Wenn man schon Städte und Straßen verstopft, sollte wenigstens das Auge nicht zu kurz kommen dabei.

Deshalb ist mir auch die Vorstellung einer reinen Radlerstadt ein Graus, sofern die Leute diese unförmigen modernen Rahmen aus Verbundstoffen fahren und mit schreiend bunten Kunstfaser-Klamotten die Umwelt erst visuell und später auf der Müllkippe verpesten.

Auf dieses Thema kam ich wie so oft auf Umwegen.

So war ich heute wieder in Oberitalien auf dem Weg nach Umbrien unterwegs. Hinter dem Grenzübergang in Chiasso führt die Schnellstraße Richtung Milano an Como vorbei.

Man erhascht dabei nur einen kurzen Blick auf die prächtige Stadt am Südende des Comersees. Von der am Hafen gelegenen Piazza Cavour aus bot sich in die Gegenrichtung (die moderne Straße fehlt hier noch) einst dieser Blick:

Ansichtskarte aus Como (Oberitalien) um 1950; Original: Sammlung Michael Schlenger

Neben den schönen Dampfern erfreuen hier die vielen Autos der 1930er bis ganz frühen 1950er Jahre das Herz des Altblechliebhabers. Ganz vorne stellvertreten ein Fiat „Topolino“ der Vorkriegszeit – ein immer noch erschwingliches Automobil für Ästheten.

Wie es der Zufall wollte, überholte ich wenig später kurz hinter Como den Nachfolger des Fiat Topolino – den 500 Nuova, der ab 1957 in gigantischen Stückzahlen entstand und bis heute in Italien oft anzutreffen ist.

Der Kleine hoppelte mit Tempo 80-90 auf der rechten Spur, während ich mit 130 Sachen vorbeizog. Ein Kontrollblick auf den aktuellen Verbrauch bei dem Tempo ergab übrigens 6,8 Liter – nicht schlecht für einen 150 PS starken Benziner-SUV, meine ich.

Wer moderne Verbrenner immer noch als gravierende Umweltbelastung wahrnimmt, dem sei empfohlen, in die Abgasschwaden der wenigen Autos von einst einzutauchen.

Anno 1914 wie hier im französischen Seebad Deauville – mag das gerade noch akzeptabel gewesen sein:

Ansichtskarte aus Deauville (Frankreich) um 1914; Original: Sammlung Michael Schlenger

Eine frische Meeresbrise löste hier unangenehme Gerüche rasch auf, die damals auch noch von den vielen Pferdegespannen produziert wurden, was gern vergessen wird.

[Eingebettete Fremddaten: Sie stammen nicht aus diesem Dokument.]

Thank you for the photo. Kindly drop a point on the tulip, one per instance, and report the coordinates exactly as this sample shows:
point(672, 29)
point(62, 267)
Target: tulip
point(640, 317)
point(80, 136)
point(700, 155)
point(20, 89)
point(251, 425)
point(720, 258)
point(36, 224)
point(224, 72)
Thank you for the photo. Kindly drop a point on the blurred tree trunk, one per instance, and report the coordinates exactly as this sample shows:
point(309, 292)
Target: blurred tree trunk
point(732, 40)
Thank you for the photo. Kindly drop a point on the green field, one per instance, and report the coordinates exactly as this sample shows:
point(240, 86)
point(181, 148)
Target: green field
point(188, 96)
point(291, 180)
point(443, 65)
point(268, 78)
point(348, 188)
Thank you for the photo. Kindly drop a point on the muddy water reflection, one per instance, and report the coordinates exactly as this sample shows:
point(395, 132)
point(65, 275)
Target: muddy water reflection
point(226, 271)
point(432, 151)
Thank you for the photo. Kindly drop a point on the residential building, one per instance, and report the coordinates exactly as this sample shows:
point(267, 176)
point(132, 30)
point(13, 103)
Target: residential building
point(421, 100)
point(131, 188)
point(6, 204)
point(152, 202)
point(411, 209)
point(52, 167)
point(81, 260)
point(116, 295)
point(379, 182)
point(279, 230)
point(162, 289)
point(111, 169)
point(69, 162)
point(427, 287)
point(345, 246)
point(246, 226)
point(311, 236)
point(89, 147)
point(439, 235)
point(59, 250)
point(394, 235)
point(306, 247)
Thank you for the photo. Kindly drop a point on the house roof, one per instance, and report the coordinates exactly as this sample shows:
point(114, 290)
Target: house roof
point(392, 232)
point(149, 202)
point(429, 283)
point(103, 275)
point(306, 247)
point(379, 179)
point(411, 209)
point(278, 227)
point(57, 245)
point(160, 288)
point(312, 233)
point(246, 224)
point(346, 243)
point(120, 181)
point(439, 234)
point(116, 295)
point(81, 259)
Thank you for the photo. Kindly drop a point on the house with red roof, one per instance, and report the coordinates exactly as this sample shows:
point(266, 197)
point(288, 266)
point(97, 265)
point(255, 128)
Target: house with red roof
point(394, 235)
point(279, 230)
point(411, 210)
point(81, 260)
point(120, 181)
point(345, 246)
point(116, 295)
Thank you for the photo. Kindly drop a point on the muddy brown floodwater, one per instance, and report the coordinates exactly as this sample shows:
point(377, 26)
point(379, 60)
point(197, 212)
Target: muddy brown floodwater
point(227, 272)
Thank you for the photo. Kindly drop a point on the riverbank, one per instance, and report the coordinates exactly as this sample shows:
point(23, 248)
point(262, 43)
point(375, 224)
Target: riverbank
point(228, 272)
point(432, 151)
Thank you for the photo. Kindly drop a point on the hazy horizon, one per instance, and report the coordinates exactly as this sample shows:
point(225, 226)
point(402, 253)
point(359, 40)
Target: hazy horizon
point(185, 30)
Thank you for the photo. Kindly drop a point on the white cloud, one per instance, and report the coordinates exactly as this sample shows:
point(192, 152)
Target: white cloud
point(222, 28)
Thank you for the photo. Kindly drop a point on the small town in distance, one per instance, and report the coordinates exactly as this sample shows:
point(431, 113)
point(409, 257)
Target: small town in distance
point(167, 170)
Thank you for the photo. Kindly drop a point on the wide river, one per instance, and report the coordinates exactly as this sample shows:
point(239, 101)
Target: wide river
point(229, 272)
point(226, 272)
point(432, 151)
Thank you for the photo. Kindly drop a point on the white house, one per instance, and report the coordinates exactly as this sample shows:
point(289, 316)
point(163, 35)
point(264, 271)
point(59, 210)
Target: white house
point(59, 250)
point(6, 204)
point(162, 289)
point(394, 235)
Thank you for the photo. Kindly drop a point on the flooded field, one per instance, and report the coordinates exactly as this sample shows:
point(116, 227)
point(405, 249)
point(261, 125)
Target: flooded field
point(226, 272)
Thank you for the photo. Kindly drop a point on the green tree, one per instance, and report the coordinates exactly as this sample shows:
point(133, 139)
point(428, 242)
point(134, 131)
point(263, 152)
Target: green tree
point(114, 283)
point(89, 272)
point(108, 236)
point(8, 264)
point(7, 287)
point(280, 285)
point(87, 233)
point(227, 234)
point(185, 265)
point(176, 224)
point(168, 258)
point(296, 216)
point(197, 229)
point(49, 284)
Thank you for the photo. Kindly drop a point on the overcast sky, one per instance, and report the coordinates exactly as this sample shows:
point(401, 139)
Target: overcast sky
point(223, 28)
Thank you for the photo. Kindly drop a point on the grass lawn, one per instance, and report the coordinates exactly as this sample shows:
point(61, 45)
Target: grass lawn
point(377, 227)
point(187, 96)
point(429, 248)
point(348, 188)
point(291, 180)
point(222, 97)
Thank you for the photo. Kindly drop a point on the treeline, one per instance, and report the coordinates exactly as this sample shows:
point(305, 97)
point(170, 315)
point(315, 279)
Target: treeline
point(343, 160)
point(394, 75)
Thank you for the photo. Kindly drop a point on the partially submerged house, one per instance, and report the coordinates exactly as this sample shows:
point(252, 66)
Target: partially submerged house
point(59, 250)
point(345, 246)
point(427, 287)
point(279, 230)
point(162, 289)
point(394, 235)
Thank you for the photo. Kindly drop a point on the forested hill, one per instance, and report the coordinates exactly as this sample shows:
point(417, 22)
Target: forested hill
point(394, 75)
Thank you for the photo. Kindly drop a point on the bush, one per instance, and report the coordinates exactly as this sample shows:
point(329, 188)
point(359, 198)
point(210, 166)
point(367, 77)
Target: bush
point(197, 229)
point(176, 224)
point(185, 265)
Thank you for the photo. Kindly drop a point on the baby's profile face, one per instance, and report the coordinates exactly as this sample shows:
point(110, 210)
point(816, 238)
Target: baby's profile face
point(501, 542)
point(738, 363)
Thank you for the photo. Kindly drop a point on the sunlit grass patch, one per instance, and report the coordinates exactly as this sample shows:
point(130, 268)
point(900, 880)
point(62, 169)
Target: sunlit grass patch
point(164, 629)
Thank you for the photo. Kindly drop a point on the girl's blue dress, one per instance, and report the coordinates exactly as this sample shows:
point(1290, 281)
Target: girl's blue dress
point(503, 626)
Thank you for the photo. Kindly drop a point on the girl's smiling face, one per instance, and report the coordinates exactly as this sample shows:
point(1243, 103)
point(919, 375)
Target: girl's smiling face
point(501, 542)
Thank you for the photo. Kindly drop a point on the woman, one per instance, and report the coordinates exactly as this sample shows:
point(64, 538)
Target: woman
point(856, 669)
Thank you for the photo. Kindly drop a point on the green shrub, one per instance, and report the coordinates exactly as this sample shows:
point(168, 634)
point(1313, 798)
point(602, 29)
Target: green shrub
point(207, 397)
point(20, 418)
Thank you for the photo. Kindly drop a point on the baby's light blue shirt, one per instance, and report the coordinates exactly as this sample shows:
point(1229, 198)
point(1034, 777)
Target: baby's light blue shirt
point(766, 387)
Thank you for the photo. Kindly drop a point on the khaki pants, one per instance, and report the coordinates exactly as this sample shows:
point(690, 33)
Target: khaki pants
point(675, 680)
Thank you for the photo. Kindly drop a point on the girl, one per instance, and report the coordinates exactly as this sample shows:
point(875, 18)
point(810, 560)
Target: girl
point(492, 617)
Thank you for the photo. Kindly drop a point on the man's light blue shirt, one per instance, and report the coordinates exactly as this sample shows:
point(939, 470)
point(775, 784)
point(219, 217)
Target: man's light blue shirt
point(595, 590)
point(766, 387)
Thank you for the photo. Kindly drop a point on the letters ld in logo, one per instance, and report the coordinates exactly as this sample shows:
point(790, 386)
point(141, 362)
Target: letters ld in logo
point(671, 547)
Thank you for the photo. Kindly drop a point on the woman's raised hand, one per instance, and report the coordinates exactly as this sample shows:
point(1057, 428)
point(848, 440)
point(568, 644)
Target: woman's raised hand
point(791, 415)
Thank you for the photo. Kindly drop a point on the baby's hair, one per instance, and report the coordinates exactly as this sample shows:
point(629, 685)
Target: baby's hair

Ebenfalls nicht reproduzieren lässt sich hier das Geräusch der damaligen Motoren – im Einzelfall heute reizvoll und tolerabel, vor über 100 Jahren dagegen von wenigen wirklich leisen Konstruktionen abgesehen innerorts nur lästig.

Delage, Renault und Citroen ab Mitte der 1920er Jahre; Originalfoto: Sammlung Michael Schlenger

Die beste Figur gaben noch in den 1930er Jahren massenhaft versammelte Automobile eher im Stand ab.

Auf der folgenden Aufnahme von 1934 sehen wir eine Ansammlung in Stresa am Westufer des Lago Maggiore in Oberitalien:

Ansichtskarte aus Stresa (Oberitalien) von 1934; Original: Sammlung Michael Schlenger

Ich könnte noch weitere solche Auto-Massenphänomene bringen, aber einige davon sind für andere Gelegenheiten besser geeignet.

Fast zeitgleich kam es in Deutschland zu dem Massenauflauf, auf den ich heute eigentlich hinauswill.

Dabei versammelten sich – wenn ich nicht daneben liege – ausschließlich Automobile der unter dem Dach der Auto-Union zusammengefassten sächsischen Hersteller Audi, DKW, Horch und Wanderer.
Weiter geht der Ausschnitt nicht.